Combater o problema na origem
A Animalife luta, desde a sua criação em 2011, para pôr um fim definitivo ao abandono de animais de estimação. Acreditávamos na altura, e continuamos a acreditar agora, que a solução passa por atuar a montante do problema, apoiando economicamente aqueles que se veem obrigados a entregar os seus animais por não poderem cuidar deles. E é isso que fazemos todos os dias.
Através dos nossos três programas de apoio – a famílias carenciadas, a pessoas em situação de sem-abrigo, a associações e grupos de apoio animal –, zelamos para que todos possam manter os seus animais em condições de vida dignas. Atualmente, conseguimos dar apoio a cerca de 350 entidades de apoio animal e a mais de 700 pessoas em situação vulnerável, num universo de mais de 60 mil animais ajudados.
Admitimos que possa haver, em certos casos, comportamentos sociais irresponsáveis por parte dos detentores, mas, em momento algum, consideramos que essa possa ser apontada como uma das principais causas para o abandono de animais em Portugal.
Defendemos o princípio da detenção responsável e, nesse sentido, elencamos a esterilização, a identificação eletrónica e a adoção como três estratégias fundamentais para prevenir e minimizar o impacto do abandono de animais de companhia.
E quando falamos em esterilização referimo-nos a todos os animais, principalmente aos pertencentes a famílias com poucos recursos, e não somente à esterilização de animais errantes.

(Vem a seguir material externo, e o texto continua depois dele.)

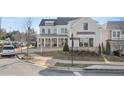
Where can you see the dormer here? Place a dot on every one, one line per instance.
(49, 23)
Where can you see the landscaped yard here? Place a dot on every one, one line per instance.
(112, 58)
(70, 65)
(81, 56)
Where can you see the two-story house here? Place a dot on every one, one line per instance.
(53, 32)
(88, 34)
(115, 30)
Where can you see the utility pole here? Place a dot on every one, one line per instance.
(0, 28)
(72, 38)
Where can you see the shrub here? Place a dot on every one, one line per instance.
(103, 49)
(66, 48)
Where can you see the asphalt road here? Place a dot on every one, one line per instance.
(11, 66)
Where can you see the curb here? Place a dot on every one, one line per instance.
(66, 68)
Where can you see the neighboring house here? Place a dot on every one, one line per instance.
(115, 31)
(88, 34)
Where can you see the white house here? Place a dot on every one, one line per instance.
(88, 34)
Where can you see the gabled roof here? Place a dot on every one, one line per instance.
(58, 21)
(113, 25)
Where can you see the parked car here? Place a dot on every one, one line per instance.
(116, 52)
(119, 53)
(8, 50)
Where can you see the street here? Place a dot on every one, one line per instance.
(11, 66)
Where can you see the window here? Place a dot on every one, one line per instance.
(90, 42)
(114, 34)
(48, 31)
(81, 42)
(66, 30)
(118, 34)
(85, 26)
(85, 42)
(62, 30)
(49, 23)
(43, 31)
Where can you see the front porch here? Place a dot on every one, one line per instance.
(51, 42)
(116, 45)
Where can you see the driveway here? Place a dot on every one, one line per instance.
(13, 67)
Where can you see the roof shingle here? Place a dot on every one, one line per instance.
(58, 21)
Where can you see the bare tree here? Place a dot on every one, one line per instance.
(27, 26)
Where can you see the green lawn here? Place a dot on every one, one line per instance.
(112, 58)
(67, 56)
(70, 65)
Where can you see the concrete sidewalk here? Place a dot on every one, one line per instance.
(88, 62)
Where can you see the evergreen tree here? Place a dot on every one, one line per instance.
(99, 49)
(108, 49)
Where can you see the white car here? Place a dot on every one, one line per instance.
(8, 50)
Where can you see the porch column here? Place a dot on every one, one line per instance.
(50, 42)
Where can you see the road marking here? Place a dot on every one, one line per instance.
(106, 61)
(77, 73)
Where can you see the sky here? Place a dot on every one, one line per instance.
(17, 23)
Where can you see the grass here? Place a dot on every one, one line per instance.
(113, 58)
(70, 65)
(67, 56)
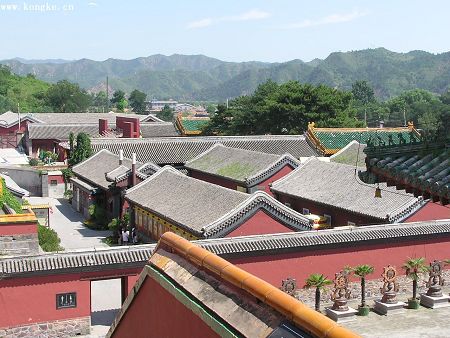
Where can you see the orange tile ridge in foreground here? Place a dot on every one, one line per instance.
(294, 310)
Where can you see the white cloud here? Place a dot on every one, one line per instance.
(254, 14)
(328, 20)
(200, 23)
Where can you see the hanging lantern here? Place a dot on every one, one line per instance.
(378, 191)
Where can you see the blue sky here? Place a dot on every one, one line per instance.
(269, 30)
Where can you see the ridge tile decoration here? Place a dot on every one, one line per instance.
(330, 140)
(179, 150)
(335, 189)
(196, 209)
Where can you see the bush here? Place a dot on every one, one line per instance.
(48, 239)
(33, 162)
(9, 199)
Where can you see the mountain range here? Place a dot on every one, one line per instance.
(198, 77)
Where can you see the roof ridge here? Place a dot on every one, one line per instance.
(289, 307)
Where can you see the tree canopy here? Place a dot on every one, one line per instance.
(137, 101)
(65, 97)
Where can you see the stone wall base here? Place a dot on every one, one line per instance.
(53, 329)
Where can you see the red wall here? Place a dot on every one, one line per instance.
(275, 267)
(33, 300)
(260, 223)
(18, 229)
(233, 185)
(430, 211)
(156, 311)
(338, 217)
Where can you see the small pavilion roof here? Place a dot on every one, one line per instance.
(330, 140)
(203, 208)
(243, 166)
(338, 185)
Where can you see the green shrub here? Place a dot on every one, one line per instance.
(33, 162)
(48, 239)
(7, 197)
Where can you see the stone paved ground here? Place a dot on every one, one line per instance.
(412, 324)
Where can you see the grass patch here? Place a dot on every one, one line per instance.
(48, 239)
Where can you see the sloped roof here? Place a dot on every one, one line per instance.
(243, 303)
(352, 152)
(330, 140)
(158, 129)
(415, 166)
(175, 150)
(203, 208)
(60, 131)
(337, 185)
(93, 169)
(10, 118)
(85, 118)
(240, 165)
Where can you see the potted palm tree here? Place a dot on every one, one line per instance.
(414, 267)
(319, 282)
(362, 271)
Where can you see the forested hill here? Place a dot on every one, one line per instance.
(198, 77)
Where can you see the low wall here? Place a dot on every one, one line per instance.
(26, 178)
(57, 328)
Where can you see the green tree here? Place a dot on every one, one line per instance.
(166, 114)
(362, 271)
(137, 100)
(65, 96)
(414, 267)
(363, 92)
(319, 282)
(118, 96)
(82, 149)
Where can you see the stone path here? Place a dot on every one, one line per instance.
(105, 295)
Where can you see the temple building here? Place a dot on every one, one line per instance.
(329, 141)
(419, 168)
(181, 281)
(171, 201)
(102, 179)
(335, 191)
(240, 169)
(178, 150)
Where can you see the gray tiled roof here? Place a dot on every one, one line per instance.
(240, 165)
(94, 168)
(92, 260)
(165, 129)
(332, 237)
(99, 259)
(203, 208)
(84, 118)
(60, 132)
(351, 153)
(173, 150)
(336, 185)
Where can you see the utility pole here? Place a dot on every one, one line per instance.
(107, 95)
(18, 113)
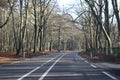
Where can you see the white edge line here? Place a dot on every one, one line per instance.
(43, 76)
(36, 69)
(15, 62)
(114, 78)
(86, 61)
(93, 66)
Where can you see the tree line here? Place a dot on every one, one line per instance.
(35, 25)
(100, 22)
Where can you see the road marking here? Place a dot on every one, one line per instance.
(36, 69)
(15, 62)
(114, 78)
(93, 66)
(44, 75)
(86, 61)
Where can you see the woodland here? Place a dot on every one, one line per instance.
(39, 25)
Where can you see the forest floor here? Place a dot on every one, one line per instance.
(8, 57)
(111, 63)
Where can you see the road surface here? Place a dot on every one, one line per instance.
(60, 66)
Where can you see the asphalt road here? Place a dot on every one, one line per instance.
(60, 66)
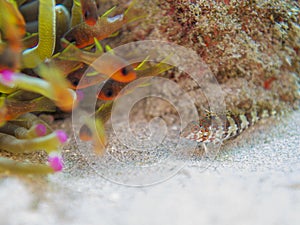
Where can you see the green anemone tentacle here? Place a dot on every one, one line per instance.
(47, 33)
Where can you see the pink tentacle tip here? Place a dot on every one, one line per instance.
(7, 76)
(62, 136)
(40, 130)
(80, 95)
(56, 162)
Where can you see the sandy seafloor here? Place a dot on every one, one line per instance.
(255, 180)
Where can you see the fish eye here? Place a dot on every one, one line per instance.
(109, 93)
(124, 71)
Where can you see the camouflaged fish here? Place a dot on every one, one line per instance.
(213, 128)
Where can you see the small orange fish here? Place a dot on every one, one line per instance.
(83, 35)
(110, 90)
(89, 11)
(108, 64)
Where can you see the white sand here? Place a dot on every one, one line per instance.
(256, 180)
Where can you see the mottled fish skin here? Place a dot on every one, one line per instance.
(213, 128)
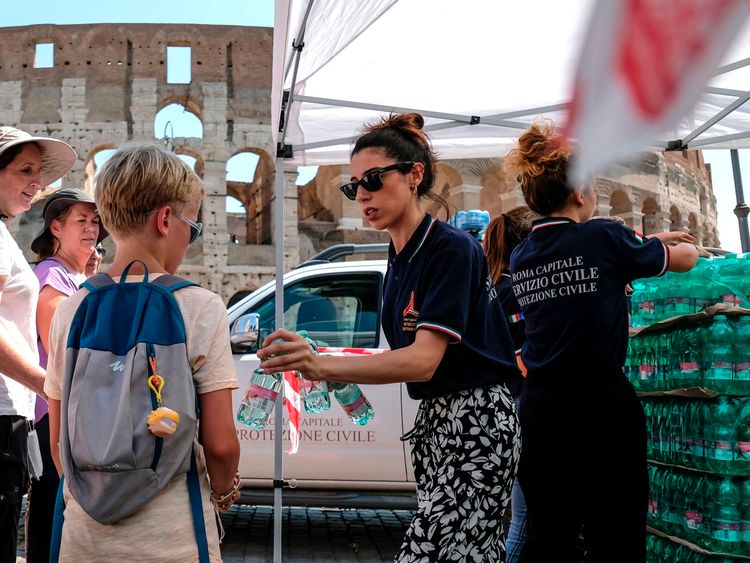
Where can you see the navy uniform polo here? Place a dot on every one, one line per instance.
(440, 281)
(569, 279)
(511, 311)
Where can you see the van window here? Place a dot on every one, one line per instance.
(336, 310)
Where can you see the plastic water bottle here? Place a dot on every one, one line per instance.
(671, 517)
(647, 305)
(687, 351)
(742, 457)
(260, 397)
(730, 280)
(353, 401)
(663, 361)
(745, 515)
(647, 368)
(726, 533)
(742, 356)
(720, 355)
(695, 516)
(648, 411)
(314, 394)
(472, 221)
(693, 436)
(723, 437)
(676, 424)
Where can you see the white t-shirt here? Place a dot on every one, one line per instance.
(18, 298)
(161, 531)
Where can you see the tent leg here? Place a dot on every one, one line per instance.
(279, 412)
(742, 208)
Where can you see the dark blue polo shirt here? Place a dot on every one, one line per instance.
(569, 279)
(440, 281)
(512, 312)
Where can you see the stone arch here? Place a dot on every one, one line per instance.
(199, 165)
(620, 205)
(94, 160)
(499, 192)
(650, 212)
(256, 197)
(171, 122)
(447, 178)
(675, 219)
(694, 227)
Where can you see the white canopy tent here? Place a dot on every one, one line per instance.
(479, 71)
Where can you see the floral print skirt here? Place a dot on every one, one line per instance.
(465, 450)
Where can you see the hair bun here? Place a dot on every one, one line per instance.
(539, 149)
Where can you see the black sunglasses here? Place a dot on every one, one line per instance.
(372, 181)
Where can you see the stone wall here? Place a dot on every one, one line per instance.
(108, 82)
(105, 88)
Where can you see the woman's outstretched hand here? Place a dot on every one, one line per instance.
(294, 354)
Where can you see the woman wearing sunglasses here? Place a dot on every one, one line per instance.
(64, 246)
(449, 343)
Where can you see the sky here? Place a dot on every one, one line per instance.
(260, 13)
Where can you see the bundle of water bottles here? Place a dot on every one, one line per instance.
(662, 550)
(711, 435)
(706, 510)
(473, 221)
(714, 354)
(716, 280)
(263, 389)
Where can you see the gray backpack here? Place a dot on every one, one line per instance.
(112, 463)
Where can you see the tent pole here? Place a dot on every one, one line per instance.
(282, 151)
(278, 482)
(742, 208)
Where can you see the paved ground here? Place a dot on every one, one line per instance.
(310, 535)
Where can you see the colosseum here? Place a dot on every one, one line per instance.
(104, 85)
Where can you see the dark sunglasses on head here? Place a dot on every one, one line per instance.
(372, 181)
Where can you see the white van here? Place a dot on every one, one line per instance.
(338, 462)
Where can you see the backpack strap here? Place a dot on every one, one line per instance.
(57, 523)
(196, 507)
(97, 282)
(172, 283)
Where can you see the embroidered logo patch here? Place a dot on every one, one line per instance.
(409, 316)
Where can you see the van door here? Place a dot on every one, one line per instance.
(337, 310)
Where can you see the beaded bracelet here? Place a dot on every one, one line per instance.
(231, 495)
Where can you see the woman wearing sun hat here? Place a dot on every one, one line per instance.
(64, 246)
(27, 164)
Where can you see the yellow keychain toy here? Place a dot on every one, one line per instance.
(162, 421)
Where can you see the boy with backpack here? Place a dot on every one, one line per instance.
(139, 379)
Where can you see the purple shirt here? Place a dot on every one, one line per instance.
(52, 273)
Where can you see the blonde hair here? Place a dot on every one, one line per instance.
(138, 179)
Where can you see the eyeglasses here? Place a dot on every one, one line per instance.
(372, 181)
(195, 228)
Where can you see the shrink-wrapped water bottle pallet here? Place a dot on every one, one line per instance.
(689, 320)
(740, 474)
(695, 547)
(685, 392)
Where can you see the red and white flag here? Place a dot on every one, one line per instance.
(293, 397)
(293, 403)
(643, 66)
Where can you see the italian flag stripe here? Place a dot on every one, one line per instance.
(442, 328)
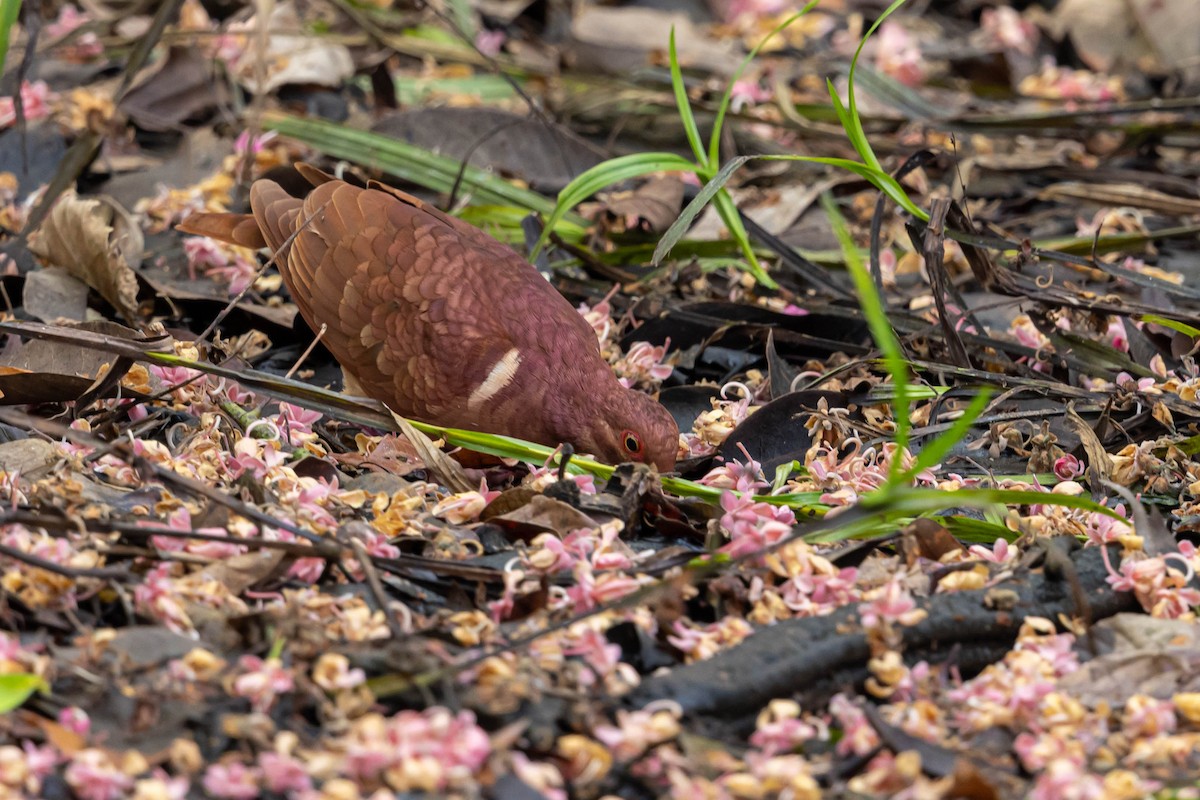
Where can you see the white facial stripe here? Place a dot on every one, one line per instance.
(501, 376)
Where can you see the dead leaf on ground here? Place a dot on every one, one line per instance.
(43, 371)
(653, 205)
(183, 89)
(53, 294)
(96, 241)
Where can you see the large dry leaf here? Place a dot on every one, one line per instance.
(289, 59)
(96, 241)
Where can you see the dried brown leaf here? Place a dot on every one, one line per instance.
(97, 241)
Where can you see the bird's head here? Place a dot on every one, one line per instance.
(634, 427)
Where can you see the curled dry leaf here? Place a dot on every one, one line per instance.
(96, 241)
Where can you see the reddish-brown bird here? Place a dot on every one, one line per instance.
(442, 323)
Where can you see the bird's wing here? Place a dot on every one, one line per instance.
(439, 325)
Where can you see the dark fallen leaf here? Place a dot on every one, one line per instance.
(53, 294)
(42, 371)
(685, 403)
(777, 433)
(543, 515)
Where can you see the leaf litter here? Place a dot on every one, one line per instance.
(933, 528)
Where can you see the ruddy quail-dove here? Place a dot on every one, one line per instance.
(442, 323)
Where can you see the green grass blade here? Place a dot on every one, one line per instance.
(858, 136)
(685, 114)
(409, 162)
(732, 220)
(1175, 325)
(17, 687)
(936, 450)
(905, 503)
(9, 12)
(679, 227)
(881, 329)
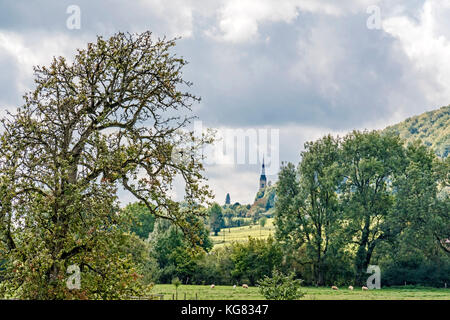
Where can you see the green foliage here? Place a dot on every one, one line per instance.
(433, 128)
(110, 118)
(280, 287)
(142, 220)
(216, 221)
(174, 255)
(254, 259)
(307, 208)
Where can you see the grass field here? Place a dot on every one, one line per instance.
(241, 234)
(252, 293)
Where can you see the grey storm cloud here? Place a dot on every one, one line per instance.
(305, 67)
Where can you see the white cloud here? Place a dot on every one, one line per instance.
(239, 20)
(26, 51)
(427, 48)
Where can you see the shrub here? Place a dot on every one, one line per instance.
(280, 287)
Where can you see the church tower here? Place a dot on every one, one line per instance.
(262, 178)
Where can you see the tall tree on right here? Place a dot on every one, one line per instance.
(215, 218)
(370, 162)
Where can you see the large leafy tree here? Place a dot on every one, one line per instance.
(110, 118)
(307, 208)
(216, 221)
(370, 162)
(422, 203)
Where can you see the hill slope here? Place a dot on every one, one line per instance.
(433, 128)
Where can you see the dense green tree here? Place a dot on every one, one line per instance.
(216, 221)
(369, 162)
(110, 118)
(141, 219)
(174, 254)
(307, 207)
(280, 287)
(254, 259)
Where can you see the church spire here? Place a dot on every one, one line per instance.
(263, 173)
(262, 178)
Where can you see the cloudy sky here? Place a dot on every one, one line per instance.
(302, 68)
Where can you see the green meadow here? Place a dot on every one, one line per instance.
(241, 234)
(191, 292)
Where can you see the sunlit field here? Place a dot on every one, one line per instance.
(192, 292)
(241, 234)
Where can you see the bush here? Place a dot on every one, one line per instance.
(280, 287)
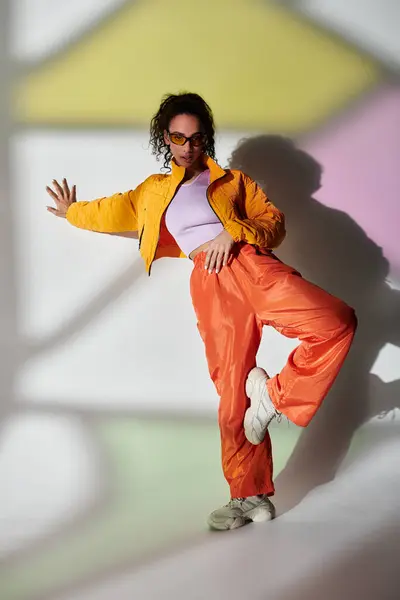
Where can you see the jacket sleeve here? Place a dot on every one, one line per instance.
(115, 214)
(260, 223)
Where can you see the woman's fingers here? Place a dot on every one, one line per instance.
(226, 256)
(59, 190)
(56, 212)
(218, 261)
(52, 193)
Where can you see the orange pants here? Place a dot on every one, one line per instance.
(254, 290)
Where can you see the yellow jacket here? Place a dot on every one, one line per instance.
(239, 203)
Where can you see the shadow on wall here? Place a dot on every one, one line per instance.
(332, 251)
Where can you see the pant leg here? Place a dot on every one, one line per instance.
(296, 308)
(231, 334)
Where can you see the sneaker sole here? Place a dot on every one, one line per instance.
(259, 514)
(251, 413)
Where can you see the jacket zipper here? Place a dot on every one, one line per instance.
(141, 235)
(159, 229)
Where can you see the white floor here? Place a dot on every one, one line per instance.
(342, 541)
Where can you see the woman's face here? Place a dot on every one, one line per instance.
(180, 127)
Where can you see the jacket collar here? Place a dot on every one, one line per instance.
(216, 172)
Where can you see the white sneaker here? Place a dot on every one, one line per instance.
(261, 411)
(241, 511)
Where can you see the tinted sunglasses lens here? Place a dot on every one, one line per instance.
(179, 140)
(197, 140)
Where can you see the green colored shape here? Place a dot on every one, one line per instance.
(163, 478)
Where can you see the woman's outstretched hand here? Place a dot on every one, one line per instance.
(63, 197)
(218, 252)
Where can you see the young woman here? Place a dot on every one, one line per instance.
(224, 223)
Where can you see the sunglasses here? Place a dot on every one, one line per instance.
(197, 139)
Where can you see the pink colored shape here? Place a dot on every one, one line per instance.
(360, 156)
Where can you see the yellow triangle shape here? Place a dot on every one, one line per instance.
(255, 62)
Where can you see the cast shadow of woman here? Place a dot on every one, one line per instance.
(328, 248)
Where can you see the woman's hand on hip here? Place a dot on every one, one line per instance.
(218, 252)
(63, 197)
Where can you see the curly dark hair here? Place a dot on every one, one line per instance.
(180, 104)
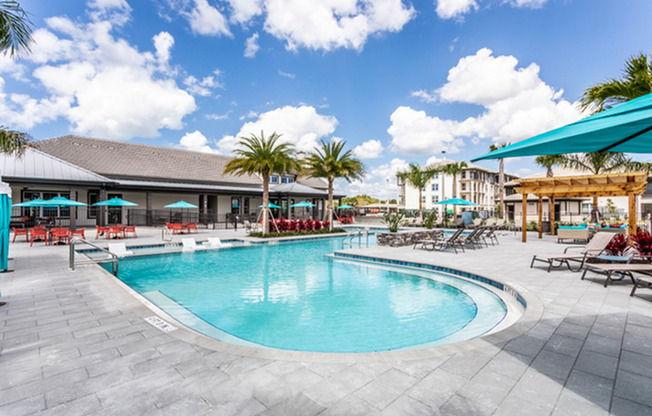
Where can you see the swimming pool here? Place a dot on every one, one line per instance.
(291, 296)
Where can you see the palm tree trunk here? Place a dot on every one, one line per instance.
(265, 204)
(330, 204)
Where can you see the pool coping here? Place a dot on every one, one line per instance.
(531, 315)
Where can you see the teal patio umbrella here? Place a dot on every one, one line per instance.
(181, 204)
(624, 128)
(115, 202)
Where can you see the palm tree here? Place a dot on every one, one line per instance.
(15, 28)
(501, 176)
(261, 156)
(636, 82)
(12, 141)
(453, 169)
(330, 162)
(418, 178)
(549, 162)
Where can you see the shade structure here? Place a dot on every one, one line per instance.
(181, 204)
(60, 201)
(30, 204)
(624, 128)
(115, 202)
(457, 201)
(270, 205)
(302, 204)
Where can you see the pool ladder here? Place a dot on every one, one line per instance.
(350, 240)
(113, 258)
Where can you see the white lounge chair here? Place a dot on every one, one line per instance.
(215, 242)
(120, 250)
(189, 244)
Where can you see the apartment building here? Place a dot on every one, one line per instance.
(475, 183)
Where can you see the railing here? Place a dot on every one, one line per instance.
(113, 258)
(349, 240)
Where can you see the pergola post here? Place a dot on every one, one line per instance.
(524, 214)
(540, 216)
(632, 213)
(551, 200)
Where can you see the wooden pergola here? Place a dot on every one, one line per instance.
(629, 184)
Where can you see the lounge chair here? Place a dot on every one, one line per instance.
(622, 269)
(595, 247)
(189, 244)
(215, 242)
(120, 250)
(453, 242)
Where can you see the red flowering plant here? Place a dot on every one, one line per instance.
(618, 245)
(643, 243)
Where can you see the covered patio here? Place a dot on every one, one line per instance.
(629, 184)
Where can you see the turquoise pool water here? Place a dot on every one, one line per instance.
(291, 296)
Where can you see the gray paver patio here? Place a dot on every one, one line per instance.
(76, 343)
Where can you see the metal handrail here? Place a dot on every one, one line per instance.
(348, 240)
(114, 259)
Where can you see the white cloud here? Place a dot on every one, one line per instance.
(330, 24)
(204, 86)
(197, 142)
(370, 149)
(517, 104)
(103, 85)
(449, 9)
(163, 42)
(413, 132)
(206, 20)
(301, 126)
(379, 182)
(251, 46)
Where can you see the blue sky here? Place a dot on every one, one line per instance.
(399, 81)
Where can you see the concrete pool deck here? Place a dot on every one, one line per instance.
(77, 343)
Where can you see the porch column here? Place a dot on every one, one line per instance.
(148, 208)
(632, 213)
(524, 215)
(540, 216)
(73, 210)
(551, 200)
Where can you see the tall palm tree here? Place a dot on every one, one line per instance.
(549, 162)
(418, 178)
(263, 156)
(15, 28)
(636, 82)
(331, 162)
(12, 141)
(501, 176)
(453, 169)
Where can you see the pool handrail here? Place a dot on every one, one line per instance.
(113, 259)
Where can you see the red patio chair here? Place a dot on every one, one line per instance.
(60, 234)
(100, 231)
(20, 231)
(38, 233)
(114, 230)
(129, 229)
(78, 233)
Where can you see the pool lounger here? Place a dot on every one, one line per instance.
(623, 269)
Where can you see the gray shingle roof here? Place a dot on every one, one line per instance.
(36, 165)
(137, 161)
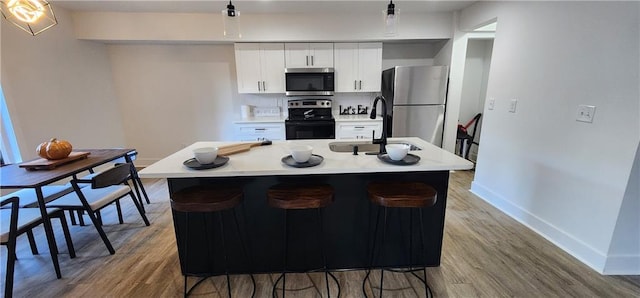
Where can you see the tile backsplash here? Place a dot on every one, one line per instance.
(265, 105)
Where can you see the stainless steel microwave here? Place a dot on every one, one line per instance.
(309, 81)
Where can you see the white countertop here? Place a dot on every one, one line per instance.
(250, 120)
(266, 160)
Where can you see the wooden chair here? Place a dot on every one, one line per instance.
(135, 181)
(400, 195)
(106, 187)
(17, 221)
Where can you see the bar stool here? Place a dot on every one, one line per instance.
(406, 195)
(298, 197)
(209, 200)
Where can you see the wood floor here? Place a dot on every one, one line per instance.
(485, 254)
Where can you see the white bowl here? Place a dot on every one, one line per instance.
(397, 151)
(301, 153)
(205, 155)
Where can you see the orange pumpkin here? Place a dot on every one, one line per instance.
(54, 149)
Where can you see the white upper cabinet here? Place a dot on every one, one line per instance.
(260, 67)
(358, 67)
(303, 55)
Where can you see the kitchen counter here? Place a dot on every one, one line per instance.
(260, 120)
(346, 220)
(266, 160)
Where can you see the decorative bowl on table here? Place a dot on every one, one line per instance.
(397, 151)
(301, 153)
(205, 155)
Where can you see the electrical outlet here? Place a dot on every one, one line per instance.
(512, 105)
(585, 113)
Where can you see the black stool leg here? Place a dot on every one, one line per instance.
(226, 257)
(427, 289)
(324, 258)
(384, 236)
(372, 252)
(186, 252)
(244, 248)
(284, 270)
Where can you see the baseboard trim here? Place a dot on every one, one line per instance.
(573, 246)
(145, 162)
(622, 265)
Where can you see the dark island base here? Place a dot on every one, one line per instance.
(345, 225)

O abandono é um problema estrutural que pede uma maior intervenção e cooperação de todas as entidades públicas e privadas envolvidas na sua prevenção. Esperamos que a recente tragédia de Santo Tirso não caia no esquecimento e que as medidas anunciadas, como a criação de um grupo de trabalho para o bem-estar animal, que tem como principal missão definir uma estratégia nacional para os animais errantes, constituam um primeiro passo no sentido de se encontrar uma possível solução. Para que o dia 15 de agosto deixe, em definitivo, de ser esta data triste que tanto gostaríamos de não assinalar.